Assume that we have a boolean function f(a, b, c, d) = Σ( 5, 7, 15 ).

What is its minimal form, as given by a Karnaugh map?

Assume furthermore we know that the the signals a and b are never both equal to 1 at the same time, and that c and d are never both equal to 00 at the same time.

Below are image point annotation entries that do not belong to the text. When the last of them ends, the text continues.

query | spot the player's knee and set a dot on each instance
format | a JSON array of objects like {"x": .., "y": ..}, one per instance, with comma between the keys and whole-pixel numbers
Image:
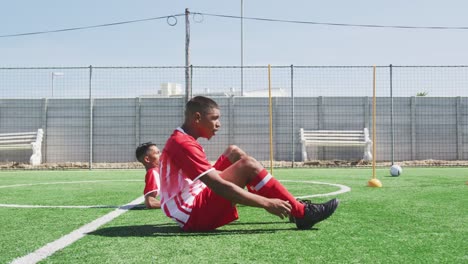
[{"x": 249, "y": 162}]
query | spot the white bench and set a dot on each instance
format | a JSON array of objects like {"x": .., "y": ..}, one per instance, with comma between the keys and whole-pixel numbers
[
  {"x": 24, "y": 140},
  {"x": 336, "y": 138}
]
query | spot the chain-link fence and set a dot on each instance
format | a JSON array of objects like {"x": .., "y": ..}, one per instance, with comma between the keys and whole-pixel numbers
[{"x": 96, "y": 116}]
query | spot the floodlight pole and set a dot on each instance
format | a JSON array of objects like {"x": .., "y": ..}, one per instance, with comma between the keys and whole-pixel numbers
[
  {"x": 188, "y": 79},
  {"x": 242, "y": 47}
]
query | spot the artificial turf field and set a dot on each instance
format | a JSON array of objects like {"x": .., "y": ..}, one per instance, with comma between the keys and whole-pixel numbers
[{"x": 419, "y": 217}]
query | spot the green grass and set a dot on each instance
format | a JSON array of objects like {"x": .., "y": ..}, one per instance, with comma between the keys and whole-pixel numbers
[{"x": 419, "y": 217}]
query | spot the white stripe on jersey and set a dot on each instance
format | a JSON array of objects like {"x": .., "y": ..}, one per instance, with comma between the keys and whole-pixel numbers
[{"x": 263, "y": 182}]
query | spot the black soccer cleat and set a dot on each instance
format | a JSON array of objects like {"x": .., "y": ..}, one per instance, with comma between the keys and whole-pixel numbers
[{"x": 314, "y": 213}]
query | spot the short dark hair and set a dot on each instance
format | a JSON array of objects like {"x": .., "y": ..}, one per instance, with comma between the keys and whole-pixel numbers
[
  {"x": 200, "y": 104},
  {"x": 142, "y": 150}
]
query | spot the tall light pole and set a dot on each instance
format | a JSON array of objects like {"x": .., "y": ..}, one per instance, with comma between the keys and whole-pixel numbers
[
  {"x": 242, "y": 47},
  {"x": 53, "y": 78}
]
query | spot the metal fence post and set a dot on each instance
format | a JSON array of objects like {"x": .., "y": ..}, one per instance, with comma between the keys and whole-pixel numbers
[
  {"x": 392, "y": 134},
  {"x": 459, "y": 128},
  {"x": 137, "y": 121},
  {"x": 44, "y": 128},
  {"x": 413, "y": 127},
  {"x": 293, "y": 142},
  {"x": 90, "y": 119}
]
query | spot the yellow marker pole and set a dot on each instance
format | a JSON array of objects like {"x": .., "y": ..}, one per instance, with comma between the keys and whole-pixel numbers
[
  {"x": 271, "y": 119},
  {"x": 374, "y": 182}
]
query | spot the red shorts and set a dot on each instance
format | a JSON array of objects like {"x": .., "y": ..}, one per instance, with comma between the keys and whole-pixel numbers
[{"x": 210, "y": 211}]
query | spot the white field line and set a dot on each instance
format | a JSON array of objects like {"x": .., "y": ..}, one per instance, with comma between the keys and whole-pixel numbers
[
  {"x": 69, "y": 239},
  {"x": 343, "y": 189},
  {"x": 58, "y": 206}
]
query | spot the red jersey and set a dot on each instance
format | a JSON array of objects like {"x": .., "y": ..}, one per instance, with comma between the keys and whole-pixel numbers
[
  {"x": 151, "y": 181},
  {"x": 183, "y": 161}
]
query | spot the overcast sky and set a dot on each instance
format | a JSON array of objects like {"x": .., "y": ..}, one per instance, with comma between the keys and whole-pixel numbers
[{"x": 217, "y": 40}]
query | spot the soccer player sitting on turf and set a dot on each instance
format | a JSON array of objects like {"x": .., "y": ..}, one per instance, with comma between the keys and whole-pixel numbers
[
  {"x": 148, "y": 154},
  {"x": 201, "y": 197}
]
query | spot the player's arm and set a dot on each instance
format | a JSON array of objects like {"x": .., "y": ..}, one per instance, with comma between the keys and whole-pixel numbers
[
  {"x": 151, "y": 202},
  {"x": 237, "y": 195}
]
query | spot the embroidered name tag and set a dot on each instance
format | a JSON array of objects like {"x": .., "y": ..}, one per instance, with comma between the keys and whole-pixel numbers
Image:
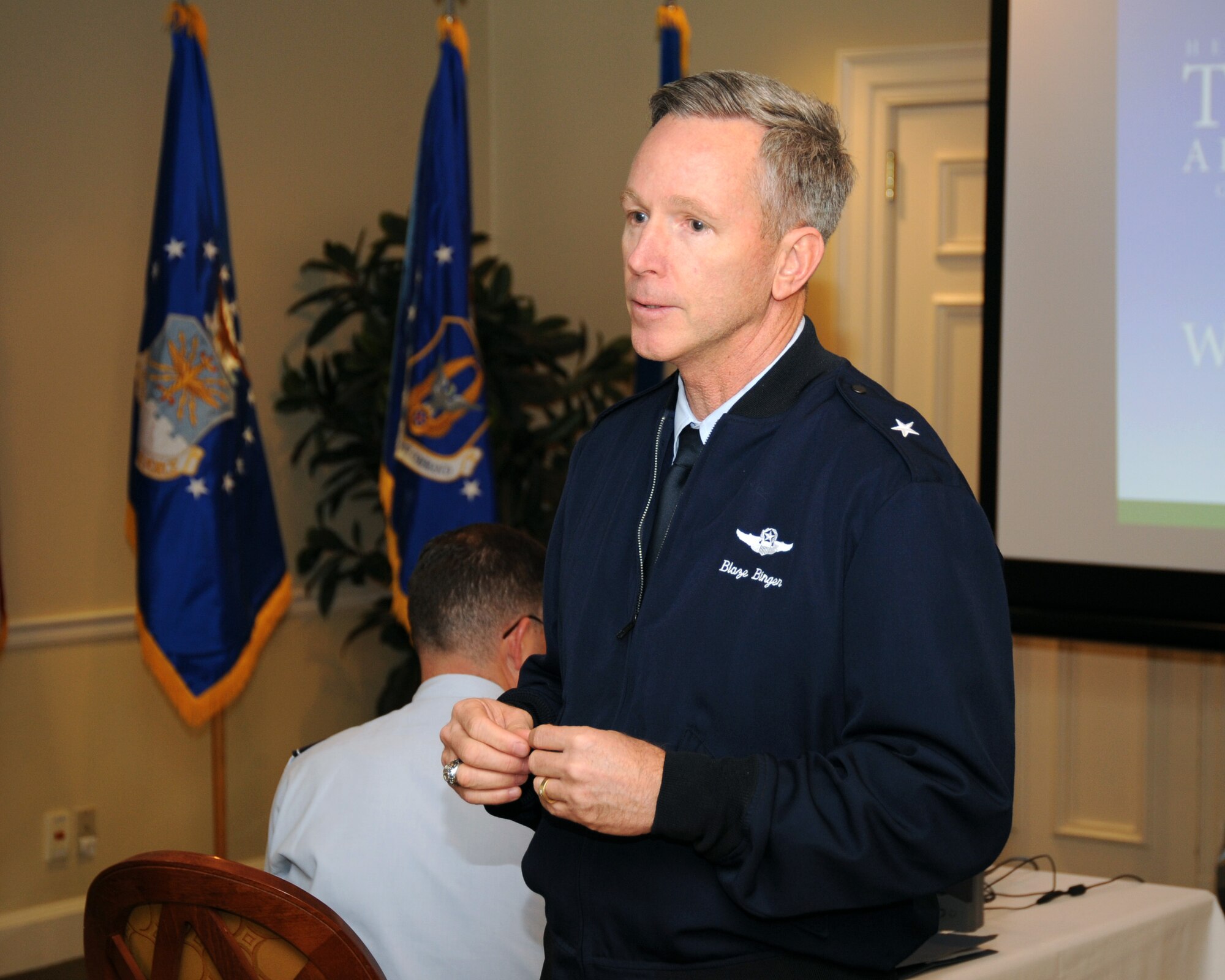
[{"x": 758, "y": 575}]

So, for example, the signals a, b, c, d will never be in the state 1 1 0 1, because that would require a, and b to be 1. Similarly, the condition a = 0, b=1, c=0, d=0 will never occur either, because c and d are 0 in this case.

How can we use this information to our advantage, as logic designers?

Exercise 2

CSC270 truthTable abcde.png

What is the simplified expression of the function g(a, b, c, d, e) expressed by the Karnaugh map above?

Exercise 3

Draw the logic diagram for the functions h() and k() below with 4-to-1 multiplexers:

  • h( a, b, c, d ) = Σ( 0, 1, 2, 3, 4, 6, 12, 14 )
  • k( a, b, c ) = Σ( 0, 1, 2, 3, 7 )

Exercise 4

Draw the logic diagram of the same functions with 8-to-1 multiplexers.

Exercise 5

Same question as for Exercise 3, but this time we know that minterms m5, m7, m12, and m13 correspond to don't care conditions for the function h(), and that minterm m6 is a don't care condition for function k().

Exercise 6

Implement a 16-to-1 multiplexer with only 4-to-1 multiplexers.

Exercise 7

Find the solution to the "Challenge #2 of the day" of Lab 3. You do not have to wire it up (although you are welcome to double check that your circuit works!).

You only have to implement the majority signal.

Explain how you derive your answer, and draw the logic diagram where you will show the 74LS42 as a 3-to-8 decoder with its active-low Enable and its 8 active-low outputs, and its connection to the other gates, all included in one integrated circuit.